A month passed, and Eduard continued to devote all his time to painting, to his strange friends and to that music apparently expressly designed to induce some psychological disorder. To make matters worse, he had been expelled from the American school for arguing with a teacher about the existence of saints.

Since the decision could be put off no longer, the ambassador made one last attempt and called his son in for a man-to-man talk.

“Eduard, you are now of an age to take responsibility for your own life. We’ve put up with this for as long as we could, but now you’ve got to forget all this nonsense about becoming a painter and give some direction to your career.”

“But Dad, being a painter is giving a direction to my career.”

“What about our love for you, all our efforts to give you a good education. You never used to be like this, and I can only assume that what’s happening is some consequence of the accident.”

“Look, I love you both more than anything or anyone else in the world.”

The ambassador cleared his throat. He wasn’t used to such outspoken expressions of affection.

“Then, in the name of the love you have for us, please, do as your mother wants. Just stop all this painting business for a while, get some friends who belong to the same social class as you and go back to your studies.”

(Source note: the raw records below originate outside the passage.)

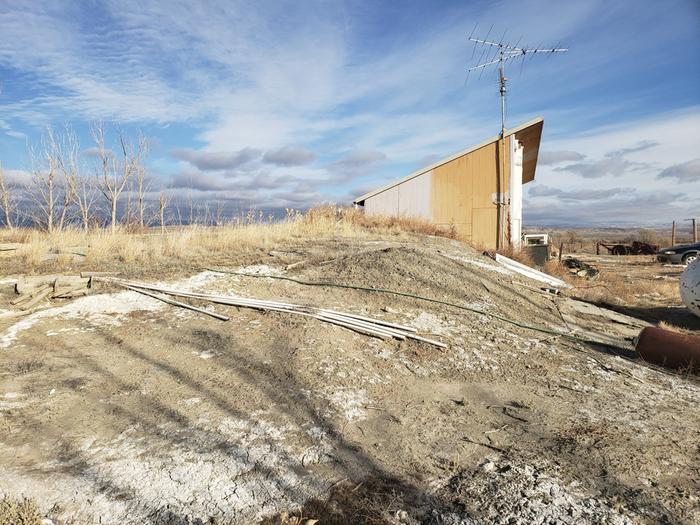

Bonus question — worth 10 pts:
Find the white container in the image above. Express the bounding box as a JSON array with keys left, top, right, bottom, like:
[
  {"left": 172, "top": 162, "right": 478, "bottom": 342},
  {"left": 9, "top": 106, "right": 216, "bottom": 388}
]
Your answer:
[{"left": 681, "top": 259, "right": 700, "bottom": 317}]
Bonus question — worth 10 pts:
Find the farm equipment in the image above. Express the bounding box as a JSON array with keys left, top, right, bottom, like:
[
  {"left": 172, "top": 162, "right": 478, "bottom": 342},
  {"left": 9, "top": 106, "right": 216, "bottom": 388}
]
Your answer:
[{"left": 595, "top": 241, "right": 659, "bottom": 255}]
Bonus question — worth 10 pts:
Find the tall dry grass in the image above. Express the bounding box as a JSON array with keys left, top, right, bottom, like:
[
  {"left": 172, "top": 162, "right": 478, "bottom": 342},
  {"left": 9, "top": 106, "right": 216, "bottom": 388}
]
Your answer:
[{"left": 0, "top": 206, "right": 457, "bottom": 271}]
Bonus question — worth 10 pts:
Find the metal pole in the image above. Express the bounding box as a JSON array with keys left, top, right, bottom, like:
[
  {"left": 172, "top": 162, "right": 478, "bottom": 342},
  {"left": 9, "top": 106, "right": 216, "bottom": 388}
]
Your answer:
[
  {"left": 498, "top": 48, "right": 507, "bottom": 138},
  {"left": 671, "top": 221, "right": 676, "bottom": 246}
]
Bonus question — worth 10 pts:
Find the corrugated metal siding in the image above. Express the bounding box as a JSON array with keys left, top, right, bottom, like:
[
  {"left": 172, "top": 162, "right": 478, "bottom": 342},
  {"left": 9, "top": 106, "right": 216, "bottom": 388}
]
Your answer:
[
  {"left": 398, "top": 171, "right": 433, "bottom": 220},
  {"left": 365, "top": 186, "right": 399, "bottom": 215},
  {"left": 365, "top": 123, "right": 542, "bottom": 249}
]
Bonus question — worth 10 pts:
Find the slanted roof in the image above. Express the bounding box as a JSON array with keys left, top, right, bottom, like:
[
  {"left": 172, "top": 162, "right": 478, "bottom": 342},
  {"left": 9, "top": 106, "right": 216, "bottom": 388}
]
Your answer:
[{"left": 353, "top": 117, "right": 544, "bottom": 204}]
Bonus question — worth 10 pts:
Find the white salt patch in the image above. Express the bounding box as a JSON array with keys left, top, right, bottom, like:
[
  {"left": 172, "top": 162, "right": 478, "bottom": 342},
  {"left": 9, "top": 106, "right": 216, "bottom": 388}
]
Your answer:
[
  {"left": 238, "top": 264, "right": 282, "bottom": 275},
  {"left": 0, "top": 271, "right": 221, "bottom": 348},
  {"left": 0, "top": 414, "right": 333, "bottom": 525},
  {"left": 2, "top": 392, "right": 24, "bottom": 399},
  {"left": 326, "top": 388, "right": 368, "bottom": 421}
]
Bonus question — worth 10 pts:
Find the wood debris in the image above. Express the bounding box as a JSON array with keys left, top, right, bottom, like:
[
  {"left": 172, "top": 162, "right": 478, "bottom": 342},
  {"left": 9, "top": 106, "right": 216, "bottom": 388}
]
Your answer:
[
  {"left": 10, "top": 275, "right": 90, "bottom": 310},
  {"left": 93, "top": 277, "right": 447, "bottom": 348}
]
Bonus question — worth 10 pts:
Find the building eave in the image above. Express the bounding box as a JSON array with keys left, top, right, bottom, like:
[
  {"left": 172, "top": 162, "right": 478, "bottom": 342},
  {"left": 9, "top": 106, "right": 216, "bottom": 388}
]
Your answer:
[{"left": 353, "top": 117, "right": 544, "bottom": 204}]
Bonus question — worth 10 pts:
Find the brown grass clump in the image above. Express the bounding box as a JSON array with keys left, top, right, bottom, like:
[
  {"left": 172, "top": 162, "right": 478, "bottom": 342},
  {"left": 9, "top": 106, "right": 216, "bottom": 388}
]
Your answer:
[
  {"left": 0, "top": 496, "right": 42, "bottom": 525},
  {"left": 0, "top": 206, "right": 457, "bottom": 273}
]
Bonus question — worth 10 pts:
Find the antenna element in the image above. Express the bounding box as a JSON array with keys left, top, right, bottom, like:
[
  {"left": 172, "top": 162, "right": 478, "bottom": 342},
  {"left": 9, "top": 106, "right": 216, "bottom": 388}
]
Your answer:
[{"left": 467, "top": 32, "right": 568, "bottom": 137}]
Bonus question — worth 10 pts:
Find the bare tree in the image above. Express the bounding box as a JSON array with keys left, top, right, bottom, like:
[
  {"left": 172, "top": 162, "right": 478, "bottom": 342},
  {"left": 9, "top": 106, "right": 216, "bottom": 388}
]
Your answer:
[
  {"left": 27, "top": 138, "right": 59, "bottom": 233},
  {"left": 158, "top": 191, "right": 170, "bottom": 233},
  {"left": 92, "top": 123, "right": 148, "bottom": 233},
  {"left": 0, "top": 162, "right": 15, "bottom": 230},
  {"left": 135, "top": 166, "right": 150, "bottom": 228}
]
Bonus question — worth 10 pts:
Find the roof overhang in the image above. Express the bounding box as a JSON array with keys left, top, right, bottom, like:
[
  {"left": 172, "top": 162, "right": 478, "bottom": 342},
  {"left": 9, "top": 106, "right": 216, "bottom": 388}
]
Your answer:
[{"left": 353, "top": 117, "right": 544, "bottom": 204}]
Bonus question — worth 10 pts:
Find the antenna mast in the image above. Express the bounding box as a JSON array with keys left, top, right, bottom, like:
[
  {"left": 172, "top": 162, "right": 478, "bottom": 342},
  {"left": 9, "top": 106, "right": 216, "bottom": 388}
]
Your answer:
[{"left": 467, "top": 32, "right": 568, "bottom": 137}]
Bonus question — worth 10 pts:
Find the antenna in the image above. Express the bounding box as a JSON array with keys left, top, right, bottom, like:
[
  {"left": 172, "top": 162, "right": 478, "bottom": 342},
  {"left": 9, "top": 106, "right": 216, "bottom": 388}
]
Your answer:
[{"left": 467, "top": 31, "right": 568, "bottom": 137}]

“You love me, Dad. You can’t ask me to do that, because you’ve always set me a good example, fighting for the things you cared about. You can’t want me to be a man with no will of my own.”

“I said, ‘In the name of love.’ And I have never said that before, but I’m asking you now. For the love that you bear us, for the love we bear you, come home, and I don’t just mean in the physical sense, but really. You’re deceiving yourself, running away from reality.

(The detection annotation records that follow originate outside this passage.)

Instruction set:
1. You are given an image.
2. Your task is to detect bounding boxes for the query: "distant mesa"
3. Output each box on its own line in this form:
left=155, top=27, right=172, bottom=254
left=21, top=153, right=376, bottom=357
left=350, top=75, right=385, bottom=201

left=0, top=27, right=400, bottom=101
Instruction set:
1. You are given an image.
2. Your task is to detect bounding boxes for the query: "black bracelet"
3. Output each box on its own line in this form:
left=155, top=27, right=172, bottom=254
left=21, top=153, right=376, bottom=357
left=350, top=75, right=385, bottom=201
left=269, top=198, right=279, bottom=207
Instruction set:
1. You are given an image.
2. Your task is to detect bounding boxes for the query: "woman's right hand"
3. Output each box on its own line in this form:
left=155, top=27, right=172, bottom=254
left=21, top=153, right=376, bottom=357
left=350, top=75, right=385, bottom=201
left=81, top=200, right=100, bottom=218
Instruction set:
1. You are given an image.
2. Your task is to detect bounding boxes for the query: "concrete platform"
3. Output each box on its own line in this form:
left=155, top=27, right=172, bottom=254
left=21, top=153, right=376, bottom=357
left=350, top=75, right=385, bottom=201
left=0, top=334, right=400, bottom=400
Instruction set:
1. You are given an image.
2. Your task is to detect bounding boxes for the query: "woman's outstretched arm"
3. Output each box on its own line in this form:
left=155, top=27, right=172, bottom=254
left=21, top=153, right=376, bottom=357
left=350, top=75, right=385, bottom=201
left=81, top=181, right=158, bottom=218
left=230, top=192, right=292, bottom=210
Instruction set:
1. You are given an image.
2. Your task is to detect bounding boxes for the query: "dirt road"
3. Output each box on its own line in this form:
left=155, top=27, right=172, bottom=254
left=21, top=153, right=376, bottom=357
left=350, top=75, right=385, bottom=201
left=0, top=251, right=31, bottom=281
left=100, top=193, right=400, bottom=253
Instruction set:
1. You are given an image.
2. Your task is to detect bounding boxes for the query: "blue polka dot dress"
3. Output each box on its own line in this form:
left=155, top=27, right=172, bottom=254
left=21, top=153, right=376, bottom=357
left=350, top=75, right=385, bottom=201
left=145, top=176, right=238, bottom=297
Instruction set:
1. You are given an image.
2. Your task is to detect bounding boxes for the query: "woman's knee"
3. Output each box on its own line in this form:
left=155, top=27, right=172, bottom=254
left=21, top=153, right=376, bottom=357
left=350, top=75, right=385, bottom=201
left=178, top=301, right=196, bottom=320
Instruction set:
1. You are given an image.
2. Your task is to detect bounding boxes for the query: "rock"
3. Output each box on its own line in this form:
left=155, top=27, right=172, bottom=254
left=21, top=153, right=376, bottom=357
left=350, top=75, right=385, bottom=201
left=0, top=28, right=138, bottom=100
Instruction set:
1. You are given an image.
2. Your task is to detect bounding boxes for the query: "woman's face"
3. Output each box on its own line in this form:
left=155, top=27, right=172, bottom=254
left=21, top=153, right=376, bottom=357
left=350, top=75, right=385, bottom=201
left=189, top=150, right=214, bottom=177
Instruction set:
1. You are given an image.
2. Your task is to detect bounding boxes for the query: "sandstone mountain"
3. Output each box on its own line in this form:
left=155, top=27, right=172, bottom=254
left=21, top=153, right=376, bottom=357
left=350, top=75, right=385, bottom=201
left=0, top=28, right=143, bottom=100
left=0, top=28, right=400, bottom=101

“Ever since you were born, we’ve built up such dreams of how our lives would be. You’re everything to us, our future and our past. Your grandfathers were civil servants, and I had to fight like a lion to enter the diplomatic service and make my way up the ladder. And I did all this just to create a space for you, to make things easier for you. I’ve still got the pen with which I signed my first document as an ambassador, and I lovingly saved it to pass on to you the day you did the same.

“Don’t let us down, son. We won’t live forever and we want to die in peace, knowing that we’ve set you on the right path in life.

“If you really love us, do as I ask. If you don’t love us, then carry on as you are now.”

Eduard sat for long hours staring up at the sky in Brasília, watching the clouds moving across the blue—beautiful clouds, but without a drop of rain in them to moisten the dry earth of the central Brazilian plateau. He was as empty as they were.

If he continued as he was, his mother would fade away with grief, his father would lose all enthusiasm for his career, and both would blame each other for failing in the upbringing of their beloved son. If he gave up his painting, the visions of paradise would never see the light of day, and nothing else in this world could ever give him the same feelings of joy and pleasure.